21 octobre 2023
[Les éléments de la Revue de presse sont sélectionnés à titre informatif et ne reflètent pas nécessairement la position du Comité Laïcité République.]
"C’est aux professeurs d’histoire qu’il revient souvent d’enseigner les valeurs de la République, en plus de certains pans du programme de plus en plus sensibles. Une mission qu’ils ne peuvent plus endosser seuls.
Par Amandine Hirou
Lire "Après l’attentat d’Arras, les profs d’histoire en première ligne".
"Monsieur, c’est horrible ces élèves qui tuent leur prof… Ça veut dire que les profs, ils ont plus confiance en nous maintenant ?", "Et vous, vous n’avez pas peur pour vous, Monsieur ?" Lundi 16 octobre, Jordan Allory, qui enseigne l’histoire-géographie près de Nantes, a du mal à cacher son émotion face à sa classe de cinquième. Ces réactions font suite à l’attentat d’Arras, le 13 octobre, au cours duquel le professeur de lettres Dominique Bernard a été assassiné devant son établissement par un terroriste islamiste. En cette journée d’hommage, Jordan Allory, comme ses collègues d’histoire, était présent pour tenter d’éclairer, de mettre en perspective, de poser les mots justes, bref d’exercer son métier comme tous les jours. L’émotion en plus.
"Aujourd’hui, nous sommes en première ligne à double titre. D’abord, parce que nos programmes résonnent souvent avec l’actualité et sont parfois difficiles à enseigner. Ensuite, parce qu’on sait que l’assaillant d’Arras visait un prof d’histoire", explique celui qui, ce matin-là, a fait étudier en classe la lettre de Jean Jaurès aux instituteurs, celle de Camus à son instituteur Louis Germain, une caricature du dessinateur Plantu, les images du compagnon d’Agnès Lassalle – une autre enseignante morte poignardée – dansant devant son cercueil et, enfin, l’extrait d’une lettre d’une collègue de Dominique Bernard. Trois ans plus tôt, c’était déjà un des leurs, Samuel Paty, qui avait été pris pour cible après un cours d’éducation morale et civique, victime du mensonge d’une élève et d’un emballement infernal sur les réseaux sociaux.
"Il est évident que beaucoup d’entre nous ressentent de l’appréhension. Certains ont adopté des stratégies d’évitement qui leur permettent de se ménager des respirations, de contourner les éventuelles pressions familiales.
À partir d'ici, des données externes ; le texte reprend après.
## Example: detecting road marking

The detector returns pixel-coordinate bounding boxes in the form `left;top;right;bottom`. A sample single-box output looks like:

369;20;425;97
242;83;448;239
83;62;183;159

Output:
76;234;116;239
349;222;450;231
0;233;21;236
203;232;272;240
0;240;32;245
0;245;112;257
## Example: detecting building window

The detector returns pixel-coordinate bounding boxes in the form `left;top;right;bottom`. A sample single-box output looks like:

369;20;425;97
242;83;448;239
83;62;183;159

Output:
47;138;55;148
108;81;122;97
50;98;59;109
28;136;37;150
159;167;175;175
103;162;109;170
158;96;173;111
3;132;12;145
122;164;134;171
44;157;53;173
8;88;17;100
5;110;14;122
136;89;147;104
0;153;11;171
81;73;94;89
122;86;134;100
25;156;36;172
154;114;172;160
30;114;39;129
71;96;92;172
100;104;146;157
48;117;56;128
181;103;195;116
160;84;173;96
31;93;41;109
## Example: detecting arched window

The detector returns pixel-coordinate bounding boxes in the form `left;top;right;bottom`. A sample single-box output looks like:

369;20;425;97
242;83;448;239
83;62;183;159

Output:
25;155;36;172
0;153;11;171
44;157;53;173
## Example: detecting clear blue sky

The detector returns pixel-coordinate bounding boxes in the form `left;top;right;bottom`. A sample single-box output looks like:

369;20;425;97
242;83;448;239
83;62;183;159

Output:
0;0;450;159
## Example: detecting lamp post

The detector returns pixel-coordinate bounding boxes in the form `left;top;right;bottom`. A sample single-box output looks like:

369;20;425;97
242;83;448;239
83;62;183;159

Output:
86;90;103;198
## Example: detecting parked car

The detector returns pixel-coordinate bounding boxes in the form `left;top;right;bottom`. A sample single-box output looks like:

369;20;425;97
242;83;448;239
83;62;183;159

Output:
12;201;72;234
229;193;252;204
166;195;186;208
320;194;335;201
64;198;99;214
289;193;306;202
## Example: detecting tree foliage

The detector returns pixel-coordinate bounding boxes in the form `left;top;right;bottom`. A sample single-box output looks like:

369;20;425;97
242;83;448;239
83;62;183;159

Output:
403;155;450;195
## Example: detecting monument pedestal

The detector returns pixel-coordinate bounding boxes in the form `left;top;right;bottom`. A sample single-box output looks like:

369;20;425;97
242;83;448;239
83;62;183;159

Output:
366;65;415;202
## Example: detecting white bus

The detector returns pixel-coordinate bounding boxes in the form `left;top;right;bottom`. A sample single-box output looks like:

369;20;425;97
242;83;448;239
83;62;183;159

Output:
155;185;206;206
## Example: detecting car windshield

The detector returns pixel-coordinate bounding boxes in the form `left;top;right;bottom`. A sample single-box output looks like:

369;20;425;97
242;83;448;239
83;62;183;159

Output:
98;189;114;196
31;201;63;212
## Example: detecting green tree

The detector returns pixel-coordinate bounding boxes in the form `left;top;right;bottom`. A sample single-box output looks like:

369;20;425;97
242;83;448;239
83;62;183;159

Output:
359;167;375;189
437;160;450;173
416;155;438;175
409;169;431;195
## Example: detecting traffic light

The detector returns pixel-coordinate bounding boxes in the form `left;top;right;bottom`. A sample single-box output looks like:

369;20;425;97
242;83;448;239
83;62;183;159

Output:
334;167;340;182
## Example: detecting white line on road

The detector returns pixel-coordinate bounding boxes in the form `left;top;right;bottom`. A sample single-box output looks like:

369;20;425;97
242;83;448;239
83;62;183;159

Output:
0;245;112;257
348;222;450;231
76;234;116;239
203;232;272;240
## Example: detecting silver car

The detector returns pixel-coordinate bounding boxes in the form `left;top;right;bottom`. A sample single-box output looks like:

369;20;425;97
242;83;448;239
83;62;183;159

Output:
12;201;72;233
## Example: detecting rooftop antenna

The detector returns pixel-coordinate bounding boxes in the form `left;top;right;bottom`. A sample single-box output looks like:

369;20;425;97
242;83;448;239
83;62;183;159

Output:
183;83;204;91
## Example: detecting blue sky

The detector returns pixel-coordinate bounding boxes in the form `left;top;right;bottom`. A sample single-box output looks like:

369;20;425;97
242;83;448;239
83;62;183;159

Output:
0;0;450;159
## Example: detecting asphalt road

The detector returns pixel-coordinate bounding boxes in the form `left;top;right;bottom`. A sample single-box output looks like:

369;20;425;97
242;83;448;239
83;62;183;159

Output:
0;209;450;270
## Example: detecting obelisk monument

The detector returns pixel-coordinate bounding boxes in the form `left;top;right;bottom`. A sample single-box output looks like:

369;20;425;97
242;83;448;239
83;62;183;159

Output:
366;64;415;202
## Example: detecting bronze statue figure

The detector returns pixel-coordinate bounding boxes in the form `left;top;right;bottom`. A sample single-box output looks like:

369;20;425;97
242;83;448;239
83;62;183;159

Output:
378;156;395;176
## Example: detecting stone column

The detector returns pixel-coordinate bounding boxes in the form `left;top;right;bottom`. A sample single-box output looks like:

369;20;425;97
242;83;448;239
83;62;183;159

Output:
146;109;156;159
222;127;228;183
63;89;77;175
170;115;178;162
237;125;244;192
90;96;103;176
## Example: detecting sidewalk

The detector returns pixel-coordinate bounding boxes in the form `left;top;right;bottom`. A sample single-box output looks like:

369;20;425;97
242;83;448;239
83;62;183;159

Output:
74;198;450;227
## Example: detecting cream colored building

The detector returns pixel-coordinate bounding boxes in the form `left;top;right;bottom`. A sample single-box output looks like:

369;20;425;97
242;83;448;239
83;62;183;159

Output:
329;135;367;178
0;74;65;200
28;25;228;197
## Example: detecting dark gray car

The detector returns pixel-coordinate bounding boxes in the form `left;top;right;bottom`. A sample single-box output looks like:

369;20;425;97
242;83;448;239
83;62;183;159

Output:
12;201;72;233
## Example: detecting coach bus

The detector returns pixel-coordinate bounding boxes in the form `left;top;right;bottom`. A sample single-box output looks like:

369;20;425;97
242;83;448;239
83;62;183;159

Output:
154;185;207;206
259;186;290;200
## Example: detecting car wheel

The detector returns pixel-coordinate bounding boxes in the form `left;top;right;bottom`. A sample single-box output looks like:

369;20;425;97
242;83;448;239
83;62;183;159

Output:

Maintenant, il faut qu’on puisse sortir de ça", confirme Deborah Caquet, présidente de l’association Les Clionautes, qui regroupe des enseignants de cette discipline. Ce phénomène d’autocensure concernerait essentiellement les agents exerçant en réseau d’éducation prioritaire (REP) – 2 fois plus exposés à des contestations de cours portant sur la laïcité – et les plus jeunes, âgés de moins de 30 ans. Jordan Allory, qui a rejoint les rangs de l’Education nationale il y a cinq ans et qui est lui-même passé par des établissements classés REP, affirme ne s’être jamais interdit d’évoquer le moindre sujet avec ses élèves. "Même si, depuis quelque temps, on est sans doute plus vigilants sur ce qu’on dit, on prête une grande attention aux documents qu’on sélectionne, à l’analyse qu’on apporte. Dans nos cours, il n’y a pas de place pour l’improvisation", ajoute le jeune homme, qui met un point d’honneur à continuer à utiliser les caricatures de Charlie Hebdo comme support pédagogique quand il évoque la liberté d’expression. "Mais je veille toujours à taper et à distribuer le cours de façon à avoir une trace écrite et à éviter toute dérive ou fausse interprétation du type ’le prof a dit que…’ car on sait ce que ça peut engendrer", explique-t-il.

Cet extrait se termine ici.